Piusbruderschaft angezeigt: Vergleicht CSD mit Nazis

Die rechtskonservative katholische Pius-Bruderschaft hat Homosexualität mit der Nazi-Diktatur verglichen – und den Widerstand gegen die CSD-Paraden mit dem Widerstand gegen den Nationalsozialismus. Der CSD Stuttgart hat deshalb Anzeige erstattet.

Im Mitteilungsblatt der Piusbrüder heißt es wörtlich: „Wie stolz sind wir, wenn wir in einem Geschichtsbuch lesen, dass es im Dritten Reich mutige Katholiken gab, die sagten: ´Wir machen diesen Wahnsinn nicht mit!´. Ebenso muss es heute wieder mutige Katholiken geben!“, um dann gegen den CSD in Stuttgart zu hetzen, wo die Bruderschaft ihren deutschen Hauptsitz hat.

Weiter heißt es in dem Artikel: „Wehrt euch, solange es noch möglich ist. Stellt euch auf die Straßen und ruft: ‚Wir wollen nicht, dass unsere Heimat ein Sodom und Gomorrha wird!’“. Feindbild der radikalen Katholiken ist auch die deutsche Justizministerin Brigitte Zypries, weil sie den Schutz von Homosexuellen in der Verfassung verankern möchte. Die Piusbrüder sind streng gegen den Schutz der „geschlechtlichen Perversion“, wie sie es nennen. „Wenn das geschieht, dann wird es in Deutschland für Katholiken eng. Dann darf man die sodomitische Sünde nicht mehr anprangern, weil es verfassungsfeindlich ist“, so das Mitteilungsblatt.

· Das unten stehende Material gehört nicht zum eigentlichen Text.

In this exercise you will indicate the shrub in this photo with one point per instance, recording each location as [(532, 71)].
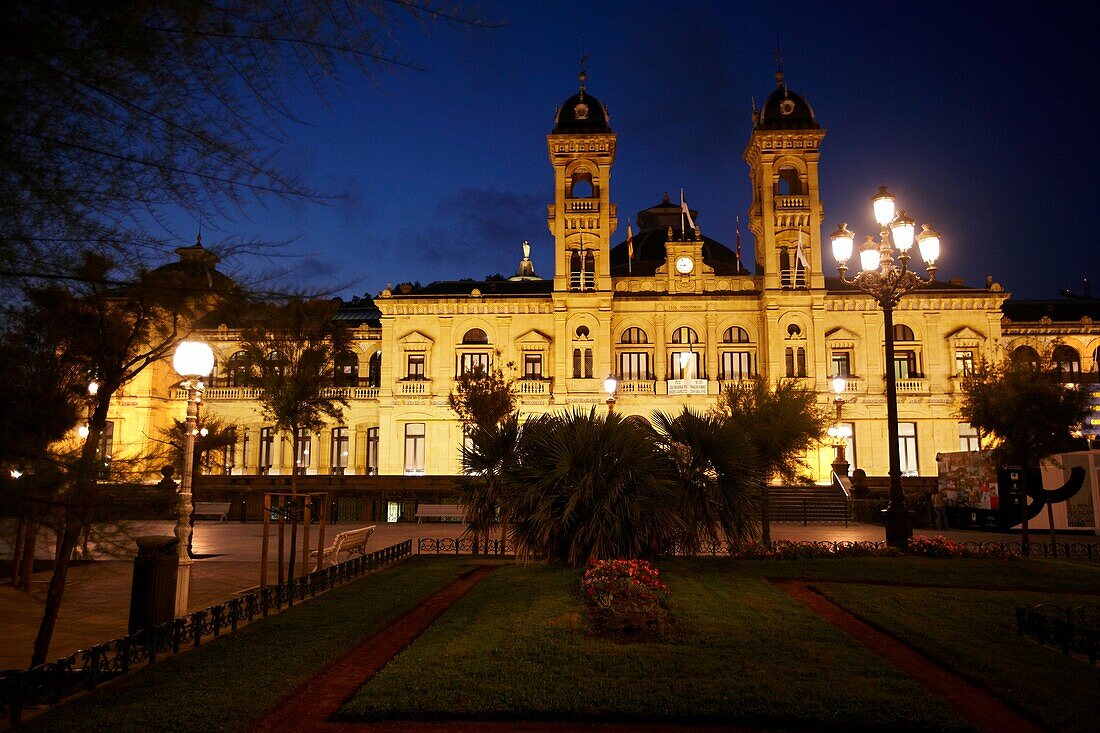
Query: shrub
[(626, 599)]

Für die Veranstalter des Stuttgarter CSD hat die katholische Splittergruppe damit den Bogen überspannt: Christoph Michl, Gesamtleiter des CSD Stuttgart, ist in einer ersten Stellungnahme „geschockt über diese neue, unhaltbare Dimension der Hetze gegen Schwule und Lesben“. Dass die Piusbrüder in den letzten zwei Jahren Gegendemonstrationen abhielten, falle unter das Recht auf freie Meinungsäußerung, räumt Michl ein. „Zwar waren die dort verbreiteten Botschaften wie ‚AIDS = Geißel Gottes’ und ‚Homosexualität ist Sünde’ schon damals nicht hinnehmbar und offenbarten die Radikalität der Bruderschaft. Die nun erfolgte Veröffentlichung mit dem Aufruf zum Widerstand und insbesondere der Gleichsetzung von Homosexuellen Menschen mit den Nationalsozialisten des Dritten Reichs schlägt dem Fass allerdings den Boden aus. Eine Demokratie muss unterschiedliche Meinungen aushalten. Keine Frage. Was die Piusbrüder aber hier tun, ist eine ganz neue Form der Auseinandersetzung, die eindeutig den Tatbestand der Volksverhetzung erfüllt. Wir haben daher Strafanzeige bei der Stuttgarter Staatsanwaltschaft gegen den Autor des Artikels und die Priesterbruderschaft gestellt.“, reicht dem CSD-Veranstalter die Agitation der Radikal-Katholiken.

Und auch Volker Beck, offen schwuler Bundestagsabgeodneter der Grünen, fordert, nach der „unchristlichen und menschenverachtenden Hetze“, eine Beobachtung der Organisation durch den Verfassungsschutz zu prüfen: „Diese Art Hetze gegen Minderheiten durch christliche Gruppen kann wie in Russland auch in Deutschland zu Gewalt führen. Die Sprache der Hetzer ähnelt sich auffallend“, so Beck. Und auch die römisch-katholische Amtskirche distanziert sich von den Pius-Brüdern. Für die Diözese Rottenburg-Stuttgart sei der Vergleich zwischen dem CSD und den Nationalsozialisten „vollkommen verfehlt“, so ein Bistumssprecher.

Die Piusbruderschaft wurde Anfang des Jahres von Papst Benedikt XVI. wieder in die Kirche aufgenommen, obwohl sie Gefängnisstrafen für Homosexuelle fordert und Teile der Organisation den Holocaust leugnen.